17 avril 2023·Deutsch·Berne·Verwaltungsgericht·PDF·2,083 mots·~10 min·2

Résumé

Verfügung vom 31. Mai 2022

Texte intégral

200 22 395 IV WIS/BRO/LEA Verwaltungsgericht des Kantons Bern Sozialversicherungsrechtliche Abteilung Urteil der Einzelrichterin vom 17. April 2023 Verwaltungsrichterin Wiedmer Gerichtsschreiberin Brunner A.________ Beschwerdeführerin gegen IV-Stelle Bern Scheibenstrasse 70, Postfach, 3001 Bern Beschwerdegegnerin betreffend Verfügung vom 31. Mai 2022

Urteil des Verwaltungsgerichts des Kantons Bern vom 17. April 2023, IV/22/395, Seite 2 Sachverhalt: A. Die 1961 geborene A.________ (Versicherte bzw. Beschwerdeführerin) leidet an einer Cerebralparese (Akten der IV-Stelle Bern [IVB bzw. Beschwerdegegnerin], Antwortbeilage [AB] 1.1 S. 129 ff., 63 S. 1 Ziff. 3). Für deren Auswirkungen gewährte die IVB medizinische Massnahmen (AB 1.1 S. 201, S. 215, S. 219 und S. 225) und übernahm verschiedene Hilfsmittel (AB 1.1 S. 8, S. 12, S. 15, S. 23, S. 30, S. 53, S. 57, S. 64, S. 79, S. 97, S. 152, S. 162, S. 169, S. 189 und S. 201, 10, 24, 29, 32 f., 49, 81, 88, 97).

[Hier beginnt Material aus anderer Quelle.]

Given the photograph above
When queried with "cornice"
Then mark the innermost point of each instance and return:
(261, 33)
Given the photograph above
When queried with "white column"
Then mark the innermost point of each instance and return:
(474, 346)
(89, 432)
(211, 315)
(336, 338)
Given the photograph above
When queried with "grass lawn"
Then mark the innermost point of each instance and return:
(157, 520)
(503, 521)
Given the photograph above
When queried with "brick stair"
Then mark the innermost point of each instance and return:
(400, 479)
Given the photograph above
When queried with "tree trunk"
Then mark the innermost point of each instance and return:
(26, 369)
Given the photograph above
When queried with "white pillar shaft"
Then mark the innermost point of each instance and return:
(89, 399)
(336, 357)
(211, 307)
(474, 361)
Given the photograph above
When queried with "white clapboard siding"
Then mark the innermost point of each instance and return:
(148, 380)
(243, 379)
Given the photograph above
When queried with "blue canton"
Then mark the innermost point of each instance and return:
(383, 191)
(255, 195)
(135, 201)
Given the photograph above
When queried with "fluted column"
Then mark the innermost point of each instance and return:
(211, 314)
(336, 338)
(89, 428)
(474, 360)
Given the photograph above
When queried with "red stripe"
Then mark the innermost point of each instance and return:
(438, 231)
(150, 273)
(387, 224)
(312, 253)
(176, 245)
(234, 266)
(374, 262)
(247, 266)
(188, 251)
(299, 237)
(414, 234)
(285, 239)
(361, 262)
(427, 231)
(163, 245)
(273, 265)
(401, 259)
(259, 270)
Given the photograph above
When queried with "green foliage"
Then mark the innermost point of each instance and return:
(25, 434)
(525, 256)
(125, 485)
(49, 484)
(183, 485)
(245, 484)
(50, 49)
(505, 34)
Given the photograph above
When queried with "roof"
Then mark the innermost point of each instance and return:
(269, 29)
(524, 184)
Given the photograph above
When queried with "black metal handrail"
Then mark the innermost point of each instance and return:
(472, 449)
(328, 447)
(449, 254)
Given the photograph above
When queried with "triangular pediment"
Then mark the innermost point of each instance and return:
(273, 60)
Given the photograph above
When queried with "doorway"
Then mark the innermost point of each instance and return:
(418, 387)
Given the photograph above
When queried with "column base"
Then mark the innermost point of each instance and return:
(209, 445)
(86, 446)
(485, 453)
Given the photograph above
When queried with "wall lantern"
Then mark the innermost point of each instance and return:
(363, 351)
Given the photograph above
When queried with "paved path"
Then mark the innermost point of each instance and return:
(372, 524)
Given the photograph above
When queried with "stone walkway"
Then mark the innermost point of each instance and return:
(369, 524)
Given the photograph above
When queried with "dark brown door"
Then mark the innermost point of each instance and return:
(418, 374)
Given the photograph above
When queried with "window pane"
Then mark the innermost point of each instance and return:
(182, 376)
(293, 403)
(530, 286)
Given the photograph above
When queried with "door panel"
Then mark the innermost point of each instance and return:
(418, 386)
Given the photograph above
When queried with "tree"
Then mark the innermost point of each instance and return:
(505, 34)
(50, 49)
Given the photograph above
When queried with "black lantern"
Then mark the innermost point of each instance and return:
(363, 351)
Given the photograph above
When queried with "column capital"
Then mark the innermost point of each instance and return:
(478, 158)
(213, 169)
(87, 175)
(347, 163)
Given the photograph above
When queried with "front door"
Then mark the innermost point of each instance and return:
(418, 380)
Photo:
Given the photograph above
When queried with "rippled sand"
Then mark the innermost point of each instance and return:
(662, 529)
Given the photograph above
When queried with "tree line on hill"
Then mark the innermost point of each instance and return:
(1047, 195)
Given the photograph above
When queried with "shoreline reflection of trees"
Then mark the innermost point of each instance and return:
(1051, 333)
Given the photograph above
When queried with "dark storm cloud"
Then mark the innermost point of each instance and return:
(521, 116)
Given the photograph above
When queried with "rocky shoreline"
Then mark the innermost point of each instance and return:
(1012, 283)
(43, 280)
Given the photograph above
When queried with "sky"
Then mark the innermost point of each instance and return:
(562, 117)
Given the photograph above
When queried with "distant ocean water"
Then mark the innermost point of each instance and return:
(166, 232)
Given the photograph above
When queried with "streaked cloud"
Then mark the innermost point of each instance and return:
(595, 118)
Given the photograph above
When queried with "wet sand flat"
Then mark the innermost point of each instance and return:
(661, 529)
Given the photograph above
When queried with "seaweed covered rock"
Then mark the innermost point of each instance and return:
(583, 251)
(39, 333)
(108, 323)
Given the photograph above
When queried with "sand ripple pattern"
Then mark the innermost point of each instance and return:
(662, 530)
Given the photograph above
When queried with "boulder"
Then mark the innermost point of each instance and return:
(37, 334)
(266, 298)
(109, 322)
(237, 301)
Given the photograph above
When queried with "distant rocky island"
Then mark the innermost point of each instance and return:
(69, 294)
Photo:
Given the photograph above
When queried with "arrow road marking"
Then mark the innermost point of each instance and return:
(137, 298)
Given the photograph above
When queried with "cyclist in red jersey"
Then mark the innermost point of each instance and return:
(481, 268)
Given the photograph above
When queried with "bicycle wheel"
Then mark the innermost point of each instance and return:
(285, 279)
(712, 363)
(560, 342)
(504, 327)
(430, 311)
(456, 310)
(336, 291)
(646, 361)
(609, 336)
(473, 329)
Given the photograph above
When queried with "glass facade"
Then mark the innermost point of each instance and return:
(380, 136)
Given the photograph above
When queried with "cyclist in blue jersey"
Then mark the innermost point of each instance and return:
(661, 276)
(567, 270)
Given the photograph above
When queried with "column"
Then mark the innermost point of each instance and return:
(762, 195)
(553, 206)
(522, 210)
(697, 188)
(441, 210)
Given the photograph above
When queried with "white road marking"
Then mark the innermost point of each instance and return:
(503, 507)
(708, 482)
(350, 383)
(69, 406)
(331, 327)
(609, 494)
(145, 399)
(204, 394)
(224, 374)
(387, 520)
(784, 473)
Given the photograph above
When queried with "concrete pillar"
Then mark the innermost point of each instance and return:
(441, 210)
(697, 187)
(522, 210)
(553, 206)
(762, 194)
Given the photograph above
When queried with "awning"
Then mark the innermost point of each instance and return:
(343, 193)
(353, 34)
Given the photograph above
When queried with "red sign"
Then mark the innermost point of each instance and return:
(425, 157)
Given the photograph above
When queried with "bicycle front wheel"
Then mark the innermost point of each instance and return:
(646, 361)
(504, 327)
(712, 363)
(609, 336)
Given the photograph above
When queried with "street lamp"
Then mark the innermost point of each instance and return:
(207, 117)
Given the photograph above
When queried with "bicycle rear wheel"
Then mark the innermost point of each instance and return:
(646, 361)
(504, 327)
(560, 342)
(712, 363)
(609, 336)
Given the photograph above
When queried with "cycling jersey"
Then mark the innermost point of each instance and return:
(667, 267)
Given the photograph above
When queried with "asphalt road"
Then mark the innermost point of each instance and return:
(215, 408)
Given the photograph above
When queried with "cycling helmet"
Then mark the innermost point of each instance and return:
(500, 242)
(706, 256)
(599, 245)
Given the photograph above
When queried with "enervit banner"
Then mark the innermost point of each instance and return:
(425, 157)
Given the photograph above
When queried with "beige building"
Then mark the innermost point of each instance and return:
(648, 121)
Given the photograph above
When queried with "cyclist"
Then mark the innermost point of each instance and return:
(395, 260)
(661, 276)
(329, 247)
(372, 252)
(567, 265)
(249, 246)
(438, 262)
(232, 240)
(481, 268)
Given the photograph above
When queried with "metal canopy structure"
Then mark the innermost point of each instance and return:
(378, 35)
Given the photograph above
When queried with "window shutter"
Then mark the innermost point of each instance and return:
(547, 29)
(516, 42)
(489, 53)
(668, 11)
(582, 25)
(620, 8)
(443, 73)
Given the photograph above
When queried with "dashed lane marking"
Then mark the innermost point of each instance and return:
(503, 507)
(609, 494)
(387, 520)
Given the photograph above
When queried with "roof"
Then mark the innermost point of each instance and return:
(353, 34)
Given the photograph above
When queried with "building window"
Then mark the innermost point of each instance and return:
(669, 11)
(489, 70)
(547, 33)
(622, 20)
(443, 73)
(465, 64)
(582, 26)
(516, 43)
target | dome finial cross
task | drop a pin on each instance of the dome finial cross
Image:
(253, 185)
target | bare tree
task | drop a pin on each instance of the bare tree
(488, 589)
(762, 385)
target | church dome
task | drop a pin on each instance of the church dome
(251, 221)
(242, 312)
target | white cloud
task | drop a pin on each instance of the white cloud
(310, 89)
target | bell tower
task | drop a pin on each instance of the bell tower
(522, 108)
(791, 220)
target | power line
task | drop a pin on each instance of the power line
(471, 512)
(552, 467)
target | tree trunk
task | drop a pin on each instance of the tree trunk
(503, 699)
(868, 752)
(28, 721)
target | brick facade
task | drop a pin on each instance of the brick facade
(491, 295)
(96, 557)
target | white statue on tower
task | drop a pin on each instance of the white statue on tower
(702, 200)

Ferner wird der Versicherten seit 1. Mai 1979 eine ganze Invalidenrente sowie eine Hilflosenentschädigung schweren Grades ausgerichtet (AB 1.1 S. 43, S. 112, S. 114; 7, 17, 37, 65 f., 109 f.). Im April 2022 stellte die Versicherte ein Gesuch um Gewährung eines Drehflügeltürantriebs im Betrag von Fr. 4'965.51 (AB 111). Mit Vorbescheid vom 26. April 2022 (AB 112) stellte die IVB die Abweisung des Gesuches in Aussicht. Nachdem die Versicherte dagegen Einwand erhoben hatte (AB 113), verfügte die IVB am 31. Mai 2022 (AB 115) wie im Vorbescheid angekündigt. B. Dagegen erhob die Versicherte mit Eingabe vom 27. Juni 2022 Beschwerde. Sie beantragt sinngemäss die Aufhebung der angefochtenen Verfügung vom 31. Mai 2022 und die Zusprechung des beantragten Drehflügeltürantriebs. Mit Beschwerdeantwort vom 29. August 2022 beantragt die Beschwerdegegnerin die Abweisung der Beschwerde.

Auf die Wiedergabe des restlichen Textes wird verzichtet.